Hedge accounting

Date recorded:

At its January meeting the IASB discussed issues raised on the draft hedge accounting requirements for IFRS 9 relating to macro cash flow hedging as a result of which the board requested an analysis of the scope of the hedging chapter of IFRS 9 and its interaction with macro hedging activities. A Staff paper containing this analysis together with papers considering due process, re-exposure and permission to draft were discussed at this meeting.

Scope and interaction with macro hedging activities

The Staff summarised the issue and the options open to the board, noting that a lot of the unease around this topic was due to incorrect perceptions relating to proxy hedges and that no practical examples of problems were provided during their outreach. The Staff recommended that the Board confirm the scope of the draft IFRS 9 hedge accounting requirements i.e. only provide a scope exception for fair value hedges of the interest rate exposure of a portfolio of financial assets and liabilities.

The majority of board members found it difficult to see the issue, but could see how they may have contributed to the perceived issue by separating consideration of the (fair value) macro hedge accounting model from the general hedge accounting model.

A number of Board members expressed frustration that this issue which may impact only a handful of preparers in the EU was delaying the finalisation of, and so adoption of, requirements for preparers in other regions. Although a few suggested further outreach to better understand the issue, the majority felt it was important to complete the project as soon as possible. The need to quickly resolve the issue was also emphasised by the Chairman.

Only one Board member favoured addressing concerns by introducing a narrow scope exemption, specifically aimed at excluding macro cash flow hedges. The Staff reiterated their concerns around being able to adequately define such an exemption, and these concerns were echoed by other Board members.

Most Board members agreed that if a change were to be made they would favour a providing general choice between applying the hedge accounting requirements of IAS 39 instead of those of IFRS 9. The Staff stated that they believed given this choice most preparers would choose to apply the requirements of IFRS 9, as the advantages in other areas would out way any disadvantage of applying the requirements to macro cash flow hedges. However, a number of Board members felt that preparers, including those not undertaking any macro hedging activities, would use this option to delay adoption of the IFRS 9 requirements. It was raised that the option to apply the hedging requirements of IAS 39 would need to remain in place until the mandatory effective date of the macro hedging requirements and it was generally acknowledged that this could result in the co-existence of two different hedging models for a substantial period of time. A number of Board members were very concerned about the implications of this on comparability.

Further concerns were raised about issues that may arise in relation to applying the IAS 39 hedge accounting requirements in combination with the requirements of IFRS 9 in other areas, and the time that will be required to investigate these issues. In addition, it was noted that if the IAS 39 model were to continue to be used, the practice issues noted during the development of IFRS 9 (e.g. the treatment of cross currency basis) would need to be addressed.

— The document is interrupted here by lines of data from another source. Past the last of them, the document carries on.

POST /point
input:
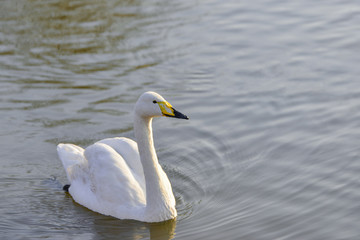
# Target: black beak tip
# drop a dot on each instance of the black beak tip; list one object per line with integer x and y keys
{"x": 178, "y": 114}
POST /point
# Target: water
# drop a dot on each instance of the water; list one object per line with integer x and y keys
{"x": 271, "y": 87}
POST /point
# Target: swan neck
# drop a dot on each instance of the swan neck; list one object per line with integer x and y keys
{"x": 159, "y": 196}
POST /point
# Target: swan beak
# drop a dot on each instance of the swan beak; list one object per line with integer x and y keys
{"x": 168, "y": 111}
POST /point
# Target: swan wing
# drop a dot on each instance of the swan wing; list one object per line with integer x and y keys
{"x": 128, "y": 149}
{"x": 111, "y": 179}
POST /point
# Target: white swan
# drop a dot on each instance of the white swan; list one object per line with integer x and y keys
{"x": 122, "y": 178}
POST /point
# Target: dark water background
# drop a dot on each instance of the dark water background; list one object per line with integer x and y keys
{"x": 272, "y": 89}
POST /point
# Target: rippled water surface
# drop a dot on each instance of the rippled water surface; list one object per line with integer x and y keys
{"x": 272, "y": 89}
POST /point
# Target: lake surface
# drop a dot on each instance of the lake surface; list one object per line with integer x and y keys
{"x": 271, "y": 87}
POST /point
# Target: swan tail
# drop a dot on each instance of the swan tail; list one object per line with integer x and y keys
{"x": 66, "y": 187}
{"x": 72, "y": 157}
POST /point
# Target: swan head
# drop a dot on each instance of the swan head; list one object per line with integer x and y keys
{"x": 151, "y": 104}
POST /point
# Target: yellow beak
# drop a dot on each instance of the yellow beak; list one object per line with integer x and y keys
{"x": 168, "y": 111}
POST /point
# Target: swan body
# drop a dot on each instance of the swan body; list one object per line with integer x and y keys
{"x": 120, "y": 177}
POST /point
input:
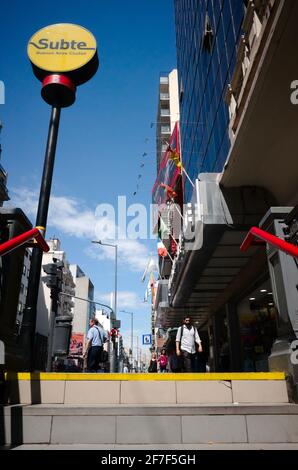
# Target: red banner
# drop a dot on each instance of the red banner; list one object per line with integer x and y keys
{"x": 168, "y": 171}
{"x": 76, "y": 344}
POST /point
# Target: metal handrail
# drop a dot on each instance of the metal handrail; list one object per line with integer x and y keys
{"x": 282, "y": 245}
{"x": 18, "y": 241}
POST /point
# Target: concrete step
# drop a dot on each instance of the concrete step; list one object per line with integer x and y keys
{"x": 121, "y": 425}
{"x": 147, "y": 389}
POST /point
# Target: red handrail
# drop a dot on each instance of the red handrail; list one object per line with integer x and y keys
{"x": 282, "y": 245}
{"x": 15, "y": 242}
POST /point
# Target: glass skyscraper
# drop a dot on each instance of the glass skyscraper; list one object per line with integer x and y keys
{"x": 207, "y": 34}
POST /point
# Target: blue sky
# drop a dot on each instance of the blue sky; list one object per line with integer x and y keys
{"x": 102, "y": 136}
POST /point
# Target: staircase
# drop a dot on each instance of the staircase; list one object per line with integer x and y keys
{"x": 148, "y": 409}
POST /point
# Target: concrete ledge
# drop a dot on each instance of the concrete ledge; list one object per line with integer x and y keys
{"x": 150, "y": 424}
{"x": 272, "y": 428}
{"x": 83, "y": 430}
{"x": 102, "y": 390}
{"x": 148, "y": 392}
{"x": 148, "y": 430}
{"x": 92, "y": 392}
{"x": 148, "y": 410}
{"x": 262, "y": 391}
{"x": 218, "y": 376}
{"x": 204, "y": 392}
{"x": 46, "y": 391}
{"x": 196, "y": 429}
{"x": 26, "y": 429}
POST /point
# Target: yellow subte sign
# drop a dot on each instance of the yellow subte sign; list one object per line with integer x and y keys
{"x": 61, "y": 48}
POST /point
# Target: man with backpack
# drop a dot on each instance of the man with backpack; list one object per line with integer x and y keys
{"x": 187, "y": 340}
{"x": 163, "y": 361}
{"x": 96, "y": 337}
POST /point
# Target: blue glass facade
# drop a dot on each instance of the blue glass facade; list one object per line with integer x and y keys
{"x": 207, "y": 34}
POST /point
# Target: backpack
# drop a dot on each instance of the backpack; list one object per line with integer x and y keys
{"x": 163, "y": 361}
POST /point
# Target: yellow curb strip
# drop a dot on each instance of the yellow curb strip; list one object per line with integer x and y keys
{"x": 36, "y": 376}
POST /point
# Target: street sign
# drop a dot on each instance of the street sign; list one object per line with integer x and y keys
{"x": 63, "y": 48}
{"x": 147, "y": 339}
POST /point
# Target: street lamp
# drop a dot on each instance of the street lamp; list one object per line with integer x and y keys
{"x": 131, "y": 344}
{"x": 99, "y": 242}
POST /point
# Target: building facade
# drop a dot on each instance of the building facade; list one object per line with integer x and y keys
{"x": 167, "y": 112}
{"x": 82, "y": 310}
{"x": 238, "y": 147}
{"x": 3, "y": 178}
{"x": 207, "y": 36}
{"x": 44, "y": 300}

It was agreed with little discussion that the inclusion of a general choice between applying IAS 39 instead of IFRS 9 for hedge accounting need not impact the existing scope exception for fair value macro hedges of interest rate risk.

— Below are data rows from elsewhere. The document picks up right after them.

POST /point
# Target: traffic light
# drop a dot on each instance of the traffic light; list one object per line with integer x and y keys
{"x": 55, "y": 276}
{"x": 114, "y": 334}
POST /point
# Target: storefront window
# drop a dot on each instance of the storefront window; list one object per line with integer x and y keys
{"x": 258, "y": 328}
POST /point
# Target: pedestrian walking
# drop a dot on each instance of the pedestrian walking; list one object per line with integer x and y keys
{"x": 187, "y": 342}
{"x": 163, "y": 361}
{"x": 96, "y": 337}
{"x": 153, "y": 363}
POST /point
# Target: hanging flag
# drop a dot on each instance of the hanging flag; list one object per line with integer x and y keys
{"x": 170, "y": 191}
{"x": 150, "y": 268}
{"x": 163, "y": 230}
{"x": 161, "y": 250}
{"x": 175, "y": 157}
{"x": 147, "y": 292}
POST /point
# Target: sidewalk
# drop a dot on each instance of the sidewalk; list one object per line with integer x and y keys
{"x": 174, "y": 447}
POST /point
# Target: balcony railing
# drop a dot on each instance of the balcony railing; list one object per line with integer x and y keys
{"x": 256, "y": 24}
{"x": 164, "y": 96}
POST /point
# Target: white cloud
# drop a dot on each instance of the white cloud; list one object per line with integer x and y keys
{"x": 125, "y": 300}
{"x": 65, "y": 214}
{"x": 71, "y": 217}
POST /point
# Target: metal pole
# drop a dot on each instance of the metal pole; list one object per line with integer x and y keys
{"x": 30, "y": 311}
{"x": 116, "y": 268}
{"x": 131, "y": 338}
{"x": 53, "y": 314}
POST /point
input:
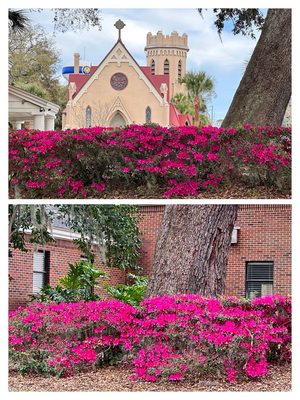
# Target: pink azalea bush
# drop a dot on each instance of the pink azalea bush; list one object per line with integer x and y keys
{"x": 86, "y": 162}
{"x": 170, "y": 337}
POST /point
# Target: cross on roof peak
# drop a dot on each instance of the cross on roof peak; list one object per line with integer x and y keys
{"x": 119, "y": 25}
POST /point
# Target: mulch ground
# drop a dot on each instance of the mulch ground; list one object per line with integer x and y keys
{"x": 226, "y": 191}
{"x": 117, "y": 379}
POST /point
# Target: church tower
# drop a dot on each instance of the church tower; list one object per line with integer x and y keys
{"x": 167, "y": 54}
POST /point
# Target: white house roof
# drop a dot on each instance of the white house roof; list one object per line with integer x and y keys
{"x": 33, "y": 99}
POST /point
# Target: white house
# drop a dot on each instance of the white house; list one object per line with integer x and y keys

The Board tentatively decided, with a majority of ten votes to six, to provide a general choice between applying IAS 39 instead of IFRS 9 for hedge accounting.

Due process considerations, re-exposure and permission to draft

The Staff presented a paper analysing the IASB’s compliance with due process requirements over the course of the general hedge accounting project and another paper discussing the due process requirements relating to re-exposer and requesting permission to begin drafting the Ballot Draft of the new IFRS 9 incorporating the final version of Chapter 6 Hedge Accounting. The Staff believed that the Board have complied with the requirements, and stated that they had previously presented their papers to the Due Process Oversight Committee (DPOC). The Staff explained that the DPOC agreed with the staff’s conclusions and further that this conclusion would not be impacted by the decision to amend the scope discussed above, i.e. that this decision would not result in the need to re-expose. However, it was noted that the DPOC had advised caution in the use of review drafts in future.

One Board member stated that he did not believe due process had been followed, because had the proposal to allow the two hedge accounting models to be applied in parallel for a prolonged period been exposed the feedback received would have been very different. He also reiterated his concerns relating to comparability, the interaction the IAS 39 hedging model the requirements of IFRS 9 and the issues noted with IAS 39 hedging model. That Board member stated that he would consider dissenting from the proposal on these grounds, and another two Board members said that they would also consider doing so for the same reason.

When put to the vote, the Board decided by fourteen votes to two, that all necessary due process requirements had been met and by twelve votes to four to grant permission to the Staff to begin drafting the Ballot Draft.